Quick Note On The Federal Reserve Board

More recently, the Fed, beginning under Janet Yellen and continuing under Jerome Powell, the current chair, has acknowledged the role of monetary policy in inequality and especially racial inequality. Chair Powell has committed to keeping interest rates low until we are seeing a full employment economy that is creating serious inflationary pressures

This change in approach stems at least in part from the Fed Up Campaign, organized by the Center for Popular Democracy. (Ady Barkan was lead organizer in getting this campaign going.) This group brought labor and community organizers together to press the Fed for more pro-worker policies. (I was one of the economists who worked with Fed Up.) Chair Yellen and other members of the Fed’s leadership took the effort seriously and listened to the arguments. This was a big victory.

As far as the Fed’s conduct in the pandemic recession, I would mostly be supportive. They lowered interest rates as much as possible and acted to stabilize markets. This did help businesses and the stock market, but it also led to a housing boom that created hundreds of thousands of jobs. In addition, lower interest rates allowed millions of middle class homeowners refinance, putting thousands of dollars in interest savings in their pocket every year going forward. I have a hard time seeing the world being in a better place if the Fed had sat on its hands.

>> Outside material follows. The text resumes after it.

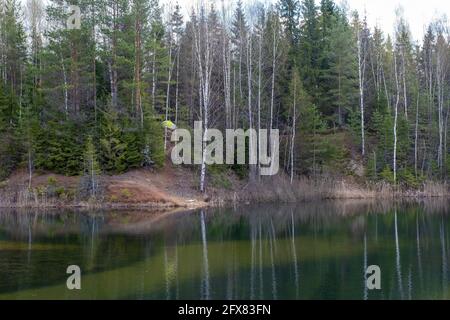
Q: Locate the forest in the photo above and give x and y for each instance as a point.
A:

By contrast, I was one of few economists to criticize the bailouts in the Great Recession. The banks and financial institutions were in a crisis of their own creation, they had made hundreds of billions of dollars of bad loans due to their own greed and stupidity. Being a good capitalist, I thought it was important to let these companies enjoy the fruits of their labor. (We also would have gotten instant financial reform, as the financial sector would have been quickly downsized, eliminating an enormous source of economic waste.) 

The Fed was 100 percent complicit in covering the tracks of the industry, including pushing end of the world stories to force Congress to approve the TARP. By far the best argument for the TARP was that the commercial paper market was shutting down. This meant that even healthy non-financial companies, like Verizon (VZ) and Boeing (BA), could not get the money they needed to meet their payroll and other regular bills. This really would have been an economic catastrophe.